Follow Stanley Yelnats as he finds himself at Camp Green Lake, a place filled with endless days of digging holes in the hope of character improvement. But as he uncovers the truth about the lake’s past, he realizes he’s on a mission to uncover an even darker secret. With its witty humor and skillful storytelling, this jigsaw puzzle of a novel will keep readers on their toes until the very last page.
The blend of humor and mystery, with scenes happening both in the past and present, leaves readers questioning everything. An unlucky and cursed protagonist, Stanley Yelnats’s character development throughout the novel is incredible, as the cylindrical holes of Camp Green Lake turn out to be anything but mere character-building activities.
Louis Sachar, the author of the magnificent novel Holes , dedicated a year and a half of his life to crafting this unforgettable story. During the creative process, Sachar displayed immense commitment and attention to detail as he rewrote the story not once or twice but a total of five times to ensure perfection. Interestingly, the novel’s protagonist, Stanley, unwittingly enters Camp Green Lake for precisely the same period it took Sachar to create this fan-favorite novel.

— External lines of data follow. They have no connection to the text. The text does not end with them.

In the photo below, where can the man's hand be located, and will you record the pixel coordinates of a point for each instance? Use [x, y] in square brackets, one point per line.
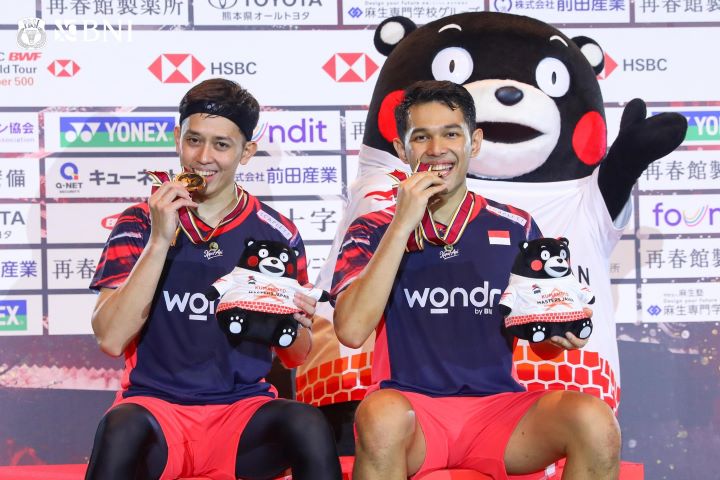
[164, 204]
[414, 194]
[570, 342]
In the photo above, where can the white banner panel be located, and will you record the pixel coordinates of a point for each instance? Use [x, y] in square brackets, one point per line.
[680, 258]
[671, 214]
[19, 132]
[683, 170]
[71, 268]
[19, 178]
[65, 221]
[103, 177]
[275, 13]
[315, 220]
[20, 269]
[19, 223]
[20, 315]
[71, 314]
[289, 175]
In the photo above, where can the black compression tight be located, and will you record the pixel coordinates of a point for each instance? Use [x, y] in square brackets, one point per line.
[129, 444]
[282, 434]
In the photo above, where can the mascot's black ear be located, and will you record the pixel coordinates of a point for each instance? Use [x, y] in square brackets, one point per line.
[592, 51]
[391, 32]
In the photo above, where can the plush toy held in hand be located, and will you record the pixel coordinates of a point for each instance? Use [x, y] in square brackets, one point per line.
[256, 298]
[543, 298]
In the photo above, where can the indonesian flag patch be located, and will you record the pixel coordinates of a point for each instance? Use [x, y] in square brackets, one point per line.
[499, 237]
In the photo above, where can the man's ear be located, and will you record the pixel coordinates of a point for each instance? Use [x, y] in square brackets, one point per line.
[176, 133]
[476, 140]
[400, 149]
[249, 150]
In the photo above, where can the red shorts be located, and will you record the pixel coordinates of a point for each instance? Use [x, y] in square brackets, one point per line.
[201, 439]
[469, 432]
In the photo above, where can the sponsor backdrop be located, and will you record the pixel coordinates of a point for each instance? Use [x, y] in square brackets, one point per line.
[84, 116]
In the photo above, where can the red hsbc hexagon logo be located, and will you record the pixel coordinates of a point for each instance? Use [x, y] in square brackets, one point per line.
[176, 68]
[63, 68]
[350, 67]
[610, 65]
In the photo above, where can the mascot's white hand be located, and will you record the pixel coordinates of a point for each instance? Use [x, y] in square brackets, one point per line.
[307, 304]
[571, 342]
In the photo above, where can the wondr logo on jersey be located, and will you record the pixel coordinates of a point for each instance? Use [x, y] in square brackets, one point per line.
[482, 298]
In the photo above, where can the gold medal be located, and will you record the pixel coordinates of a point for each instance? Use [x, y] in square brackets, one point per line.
[192, 181]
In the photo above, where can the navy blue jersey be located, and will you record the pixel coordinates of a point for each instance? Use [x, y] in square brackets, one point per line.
[441, 332]
[181, 354]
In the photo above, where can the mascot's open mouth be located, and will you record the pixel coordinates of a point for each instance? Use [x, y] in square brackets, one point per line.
[504, 132]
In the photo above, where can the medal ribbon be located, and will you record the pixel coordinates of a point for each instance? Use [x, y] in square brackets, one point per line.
[427, 229]
[188, 219]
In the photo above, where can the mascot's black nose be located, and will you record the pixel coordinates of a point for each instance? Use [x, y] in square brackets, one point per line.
[508, 95]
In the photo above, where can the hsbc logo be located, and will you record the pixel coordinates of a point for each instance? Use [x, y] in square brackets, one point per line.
[610, 66]
[63, 68]
[176, 68]
[440, 299]
[350, 67]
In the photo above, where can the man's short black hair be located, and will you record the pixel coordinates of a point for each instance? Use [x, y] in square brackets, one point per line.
[224, 98]
[425, 91]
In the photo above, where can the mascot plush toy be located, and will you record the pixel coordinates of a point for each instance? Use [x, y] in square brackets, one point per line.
[543, 298]
[544, 150]
[257, 296]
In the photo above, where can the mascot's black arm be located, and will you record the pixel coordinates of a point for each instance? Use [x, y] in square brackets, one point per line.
[640, 142]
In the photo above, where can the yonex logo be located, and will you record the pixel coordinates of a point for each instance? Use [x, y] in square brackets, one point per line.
[440, 299]
[92, 132]
[13, 315]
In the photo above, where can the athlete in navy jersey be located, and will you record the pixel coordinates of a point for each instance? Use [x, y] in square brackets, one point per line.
[194, 365]
[443, 304]
[427, 275]
[191, 404]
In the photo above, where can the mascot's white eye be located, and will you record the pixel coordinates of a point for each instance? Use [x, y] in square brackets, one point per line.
[552, 77]
[453, 63]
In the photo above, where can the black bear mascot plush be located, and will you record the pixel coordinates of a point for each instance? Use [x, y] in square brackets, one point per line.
[256, 298]
[543, 298]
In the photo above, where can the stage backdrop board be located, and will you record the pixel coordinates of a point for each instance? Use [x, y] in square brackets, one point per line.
[83, 117]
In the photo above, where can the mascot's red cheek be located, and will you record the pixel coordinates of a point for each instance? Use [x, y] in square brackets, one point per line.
[590, 138]
[386, 117]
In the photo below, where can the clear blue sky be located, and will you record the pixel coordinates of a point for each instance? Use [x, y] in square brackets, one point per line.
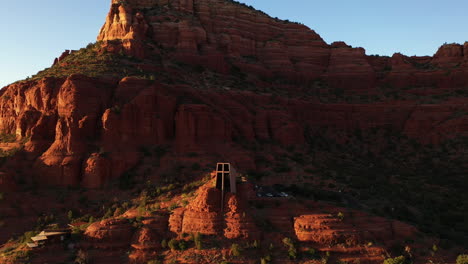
[34, 32]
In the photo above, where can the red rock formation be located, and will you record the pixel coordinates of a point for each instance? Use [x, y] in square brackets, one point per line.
[145, 242]
[109, 234]
[70, 120]
[239, 223]
[7, 183]
[353, 229]
[202, 215]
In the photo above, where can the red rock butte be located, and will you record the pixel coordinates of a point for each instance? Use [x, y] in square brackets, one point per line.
[170, 88]
[66, 118]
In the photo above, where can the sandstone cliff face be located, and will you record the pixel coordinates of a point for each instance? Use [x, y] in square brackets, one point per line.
[88, 131]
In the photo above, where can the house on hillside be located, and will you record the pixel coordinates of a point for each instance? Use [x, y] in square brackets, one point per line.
[49, 237]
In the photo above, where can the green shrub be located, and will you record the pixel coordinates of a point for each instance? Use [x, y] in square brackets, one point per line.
[235, 250]
[82, 257]
[292, 251]
[462, 259]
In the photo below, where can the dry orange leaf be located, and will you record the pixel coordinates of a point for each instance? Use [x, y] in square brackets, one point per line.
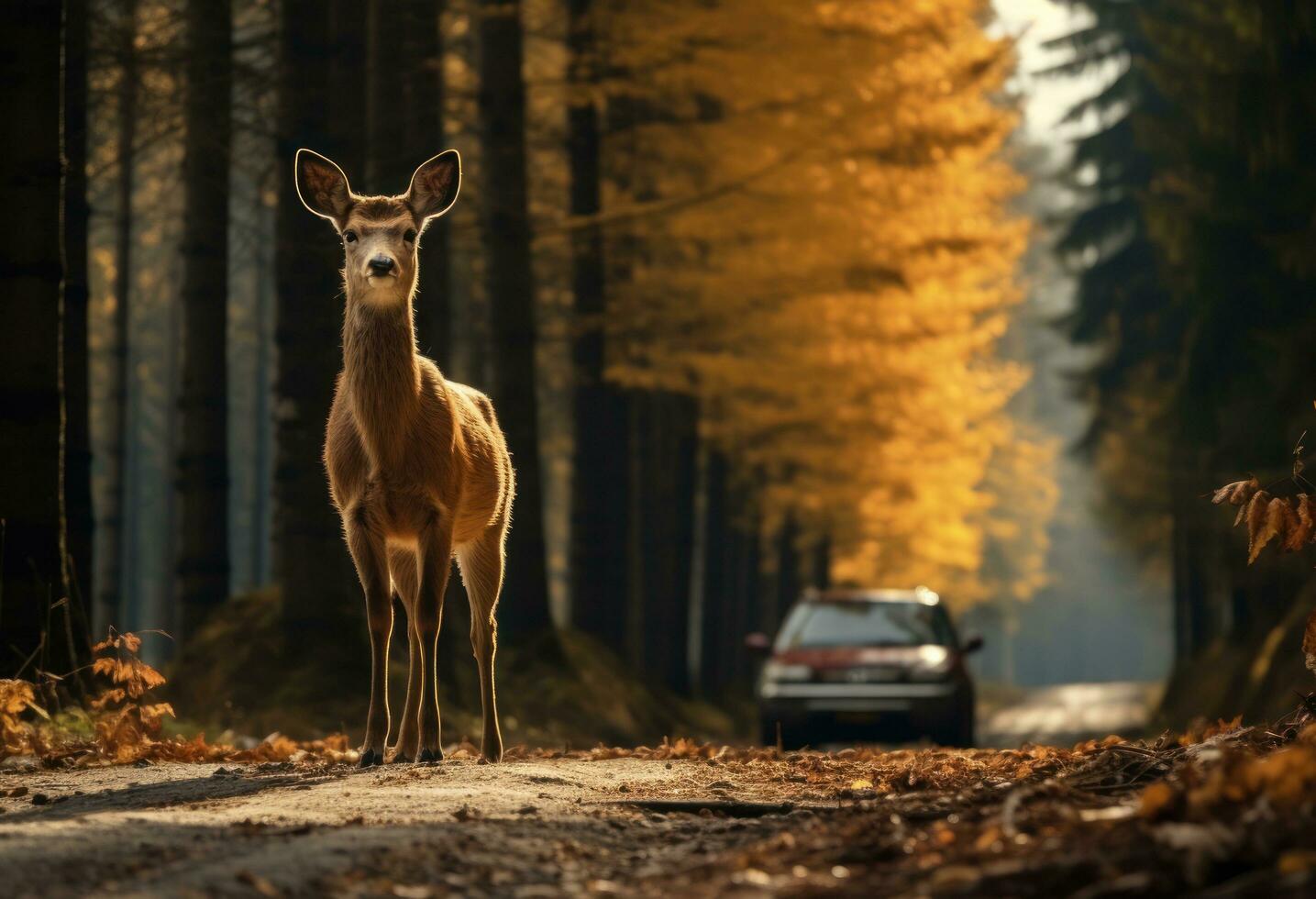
[1236, 494]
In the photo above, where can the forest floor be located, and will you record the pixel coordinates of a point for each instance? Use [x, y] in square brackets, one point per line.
[1220, 814]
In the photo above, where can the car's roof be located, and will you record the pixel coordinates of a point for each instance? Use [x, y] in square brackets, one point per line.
[873, 595]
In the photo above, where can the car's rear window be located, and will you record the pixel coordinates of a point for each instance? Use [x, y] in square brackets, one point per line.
[865, 624]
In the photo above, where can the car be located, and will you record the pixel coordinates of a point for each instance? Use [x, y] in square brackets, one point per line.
[866, 665]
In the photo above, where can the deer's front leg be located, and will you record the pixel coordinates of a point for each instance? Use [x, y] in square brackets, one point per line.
[436, 562]
[368, 550]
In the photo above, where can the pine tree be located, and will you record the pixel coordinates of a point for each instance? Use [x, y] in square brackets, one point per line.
[203, 457]
[511, 294]
[826, 265]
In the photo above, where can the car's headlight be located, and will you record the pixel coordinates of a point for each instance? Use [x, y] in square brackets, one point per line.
[780, 671]
[934, 662]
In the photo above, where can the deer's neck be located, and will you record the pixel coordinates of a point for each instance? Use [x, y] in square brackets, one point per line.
[381, 370]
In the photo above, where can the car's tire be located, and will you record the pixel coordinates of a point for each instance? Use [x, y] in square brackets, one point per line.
[768, 735]
[958, 733]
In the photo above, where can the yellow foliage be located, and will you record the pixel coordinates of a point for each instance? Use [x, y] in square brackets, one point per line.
[831, 272]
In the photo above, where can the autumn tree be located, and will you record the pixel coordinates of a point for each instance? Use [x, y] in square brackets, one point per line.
[37, 617]
[321, 105]
[510, 281]
[203, 475]
[828, 266]
[1189, 250]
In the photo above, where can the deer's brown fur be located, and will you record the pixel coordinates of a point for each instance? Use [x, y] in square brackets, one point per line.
[417, 465]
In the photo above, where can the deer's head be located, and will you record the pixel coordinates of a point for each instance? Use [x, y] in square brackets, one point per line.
[379, 233]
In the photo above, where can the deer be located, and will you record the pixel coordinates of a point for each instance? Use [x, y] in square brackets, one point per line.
[419, 469]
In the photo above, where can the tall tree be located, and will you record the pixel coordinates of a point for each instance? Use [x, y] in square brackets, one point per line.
[405, 128]
[74, 377]
[112, 545]
[203, 460]
[598, 569]
[1195, 241]
[511, 291]
[32, 427]
[321, 106]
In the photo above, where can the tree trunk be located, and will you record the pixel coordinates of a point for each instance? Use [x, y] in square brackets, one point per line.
[112, 515]
[78, 505]
[599, 477]
[511, 291]
[320, 108]
[665, 481]
[203, 459]
[30, 429]
[405, 128]
[717, 560]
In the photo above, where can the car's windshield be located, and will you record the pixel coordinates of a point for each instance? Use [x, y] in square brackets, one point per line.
[865, 624]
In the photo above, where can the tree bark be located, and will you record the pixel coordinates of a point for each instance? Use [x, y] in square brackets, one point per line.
[511, 291]
[321, 106]
[112, 515]
[663, 484]
[405, 128]
[30, 278]
[599, 477]
[203, 459]
[74, 377]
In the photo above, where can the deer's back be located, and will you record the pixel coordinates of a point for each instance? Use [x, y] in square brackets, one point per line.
[403, 466]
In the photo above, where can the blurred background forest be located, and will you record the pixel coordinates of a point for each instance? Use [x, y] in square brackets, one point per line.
[768, 294]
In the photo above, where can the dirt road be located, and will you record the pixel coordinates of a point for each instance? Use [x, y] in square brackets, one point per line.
[520, 828]
[699, 823]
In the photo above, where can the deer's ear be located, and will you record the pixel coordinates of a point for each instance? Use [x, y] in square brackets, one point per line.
[323, 187]
[435, 186]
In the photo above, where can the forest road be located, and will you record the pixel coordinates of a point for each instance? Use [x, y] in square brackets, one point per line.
[520, 828]
[678, 820]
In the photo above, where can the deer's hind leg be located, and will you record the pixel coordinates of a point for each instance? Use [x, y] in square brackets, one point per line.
[402, 568]
[366, 542]
[481, 572]
[435, 554]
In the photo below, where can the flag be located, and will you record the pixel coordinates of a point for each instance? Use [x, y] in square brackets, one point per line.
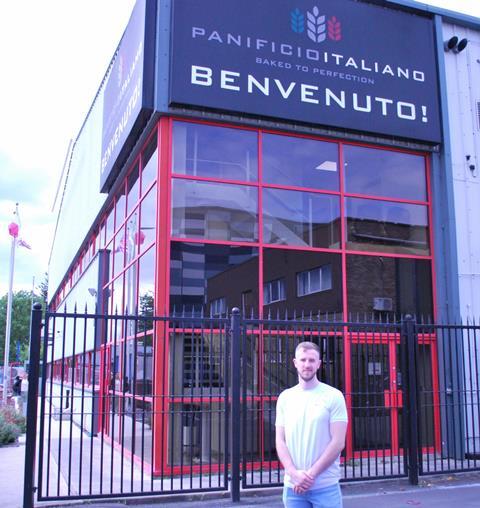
[23, 243]
[13, 229]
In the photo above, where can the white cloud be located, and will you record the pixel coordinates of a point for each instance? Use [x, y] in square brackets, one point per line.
[54, 54]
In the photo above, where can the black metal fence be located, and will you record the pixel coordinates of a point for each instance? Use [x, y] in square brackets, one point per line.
[137, 405]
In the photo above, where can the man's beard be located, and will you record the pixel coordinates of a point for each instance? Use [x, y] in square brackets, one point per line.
[308, 376]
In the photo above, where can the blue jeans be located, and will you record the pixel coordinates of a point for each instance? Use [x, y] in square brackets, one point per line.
[329, 497]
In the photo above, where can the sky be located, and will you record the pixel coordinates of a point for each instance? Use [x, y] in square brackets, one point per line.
[53, 55]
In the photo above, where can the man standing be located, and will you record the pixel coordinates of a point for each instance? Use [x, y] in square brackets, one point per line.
[311, 425]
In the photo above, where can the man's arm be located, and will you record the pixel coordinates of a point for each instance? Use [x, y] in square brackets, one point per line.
[338, 431]
[300, 478]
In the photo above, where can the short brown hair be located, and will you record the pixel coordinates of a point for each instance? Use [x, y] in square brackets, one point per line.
[308, 346]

It is worth noting that Sachar transitioned from a successful career as a lawyer to becoming a highly acclaimed writer, receiving accolades that include the distinguished Newbery and National Book Awards.
An intelligent story that proves adventure exists in the most unexpected of places, kids will happily embark on the must-read, unforgettable literary journey that is Holes !
Buy the Book
About the author.
Louis Sachar was born in New York. He was inspired to write children’s books after working as a teacher’s aide to gain extra credit. After graduation he worked in a sweater warehouse in Connecticut and wrote at night. He was soon fired from that job and moved onto law school where in his first week of study Sideways Stories From Wayside School was published.
In 2000 Louis Sacher wrote Holes which became both an instant classic and a film starring Sigourney Weaver. Holes was his first book to be published in the UK and continues to prove popular among younger readers. Once Louis Sachar begins writing a new book he refuses to talk to anyone until it is finished and entry to his office is barred apart from his two dogs.
Bianca Schulze reviewed Holes . Discover more books like Holes by reading our reviews and articles tagged with Mystery and Adventures .
- X (Twitter)
Bianca Schulze is the founder of The Children’s Book Review. She is a reader, reviewer, mother and children’s book lover. She also has a decade’s worth of experience working with children in the great outdoors. Combined with her love of books and experience as a children’s specialist bookseller, the goal is to share her passion for children’s literature to grow readers. Born and raised in Sydney, Australia, she now lives with her husband and three children near Boulder, Colorado.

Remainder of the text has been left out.